Tres cambios que redefinen el nuevo formato del recibo de sueldo
Según Barber Clas, el decreto que reglamenta la Ley 27.802 toca la estructura del recibo de sueldo en tres puntos concretos. Primero, deja sin efecto la obligación de emitir un duplicado y de que el empleado estampe su firma de puño y letra: ahora alcanza con documentar la recepción por medios digitales o electrónicos.
Segundo, exige sumar en el recibo de sueldo un resumen del costo laboral total a cargo de la empresa, dividido en seis rubros (seguridad social, obra social, PAMI, ART, cuota sindical y el neto que cobra el empleado), cada uno con su base de cálculo y el monto correspondiente.
Tercero, y este es el cambio que más llamó la atención, pide incluir en el recibo de sueldo un gráfico de torta que muestre, de un vistazo, qué proporción del costo total representa el sueldo neto frente al resto de los conceptos. La intención declarada del Gobierno nacional es que el trabajador entienda cuánto le cuesta realmente a la empresa su empleo.
Contadores, los primeros en pedir ayuda
Los estudios contables fueron los que más rápido sintieron el impacto del cambio en el recibo de sueldo. Según datos de Xubio, el 78% de las consultas recibidas en los primeros días de vigencia de la norma provino de contadores y asesores laborales que gestionan la nómina de varios clientes a la vez.
Las dudas más repetidas giraron en torno a cómo armar el nuevo formato de recibo de sueldo, cómo configurar bien las contribuciones patronales, cómo sumar el gráfico de torta y qué validez tiene el nuevo esquema de entrega sin firma manuscrita.
La razón del impacto, según la especialista, tiene que ver con la escala: cuando un estudio contable atiende a decenas de clientes, cualquier error de configuración o de interpretación de la norma se repite al instante en cientos de recibos.
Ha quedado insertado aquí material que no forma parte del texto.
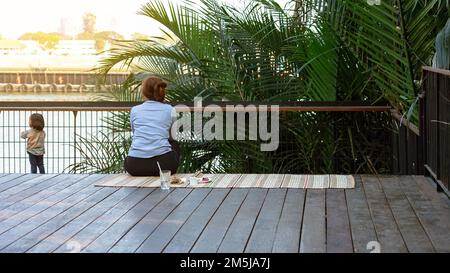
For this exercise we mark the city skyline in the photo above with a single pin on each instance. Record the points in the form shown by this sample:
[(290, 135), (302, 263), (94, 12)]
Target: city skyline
[(22, 16), (66, 16)]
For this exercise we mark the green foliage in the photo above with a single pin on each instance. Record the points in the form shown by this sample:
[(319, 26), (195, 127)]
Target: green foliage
[(101, 38), (325, 50), (442, 56)]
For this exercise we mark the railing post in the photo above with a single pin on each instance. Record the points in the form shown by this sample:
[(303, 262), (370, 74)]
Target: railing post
[(75, 113)]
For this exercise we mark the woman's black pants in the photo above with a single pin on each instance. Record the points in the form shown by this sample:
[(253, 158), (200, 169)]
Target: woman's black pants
[(148, 167)]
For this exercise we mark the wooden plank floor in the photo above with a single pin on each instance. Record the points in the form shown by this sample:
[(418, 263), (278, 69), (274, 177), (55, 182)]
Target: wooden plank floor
[(67, 213)]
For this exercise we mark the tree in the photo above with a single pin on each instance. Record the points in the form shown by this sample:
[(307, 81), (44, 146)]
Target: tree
[(139, 36), (330, 50)]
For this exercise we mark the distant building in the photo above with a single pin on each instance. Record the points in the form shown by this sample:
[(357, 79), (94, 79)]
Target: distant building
[(75, 47), (11, 47), (63, 26)]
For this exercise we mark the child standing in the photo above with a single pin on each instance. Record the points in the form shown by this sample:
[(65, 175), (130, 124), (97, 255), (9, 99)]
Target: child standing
[(35, 143)]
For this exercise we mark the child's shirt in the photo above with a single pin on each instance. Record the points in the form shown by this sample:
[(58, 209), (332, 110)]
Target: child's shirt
[(35, 143)]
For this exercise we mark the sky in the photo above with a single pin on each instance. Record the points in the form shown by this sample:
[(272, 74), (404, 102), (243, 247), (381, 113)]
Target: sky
[(21, 16)]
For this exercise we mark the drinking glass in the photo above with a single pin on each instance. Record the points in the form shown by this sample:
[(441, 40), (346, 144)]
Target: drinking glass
[(164, 177)]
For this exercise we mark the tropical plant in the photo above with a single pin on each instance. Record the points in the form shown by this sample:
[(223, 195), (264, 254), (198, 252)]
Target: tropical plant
[(323, 51)]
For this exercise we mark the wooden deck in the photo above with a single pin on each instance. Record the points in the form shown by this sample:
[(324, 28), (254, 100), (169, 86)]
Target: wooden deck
[(66, 213)]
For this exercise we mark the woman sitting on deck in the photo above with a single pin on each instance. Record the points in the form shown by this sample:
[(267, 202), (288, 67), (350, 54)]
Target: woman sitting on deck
[(150, 123)]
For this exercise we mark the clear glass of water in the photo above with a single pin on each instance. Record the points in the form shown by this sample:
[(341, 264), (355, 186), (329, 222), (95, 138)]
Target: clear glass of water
[(164, 177)]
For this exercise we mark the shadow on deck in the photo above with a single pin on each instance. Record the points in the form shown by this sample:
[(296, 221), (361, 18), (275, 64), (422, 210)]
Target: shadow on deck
[(66, 213)]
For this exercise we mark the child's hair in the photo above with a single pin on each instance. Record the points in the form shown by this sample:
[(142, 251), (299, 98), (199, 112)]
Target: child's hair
[(154, 88), (37, 121)]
Por eso, contar con sistemas actualizados se vuelve un punto central para reducir errores y acortar los tiempos de adaptación en el recibo de sueldo.
La firma manuscrita no desaparece, se vuelve optativa
Uno de los debates más fuertes pasa por la ausencia del duplicado del recibo de sueldo firmado por el empleado. Barber Clas explicó que la nueva norma no deja un vacío legal: la Ley 27.802 y el Decreto 407/2026 quitan la obligación del doble ejemplar y de la firma de puño y letra, pero no la prohíben.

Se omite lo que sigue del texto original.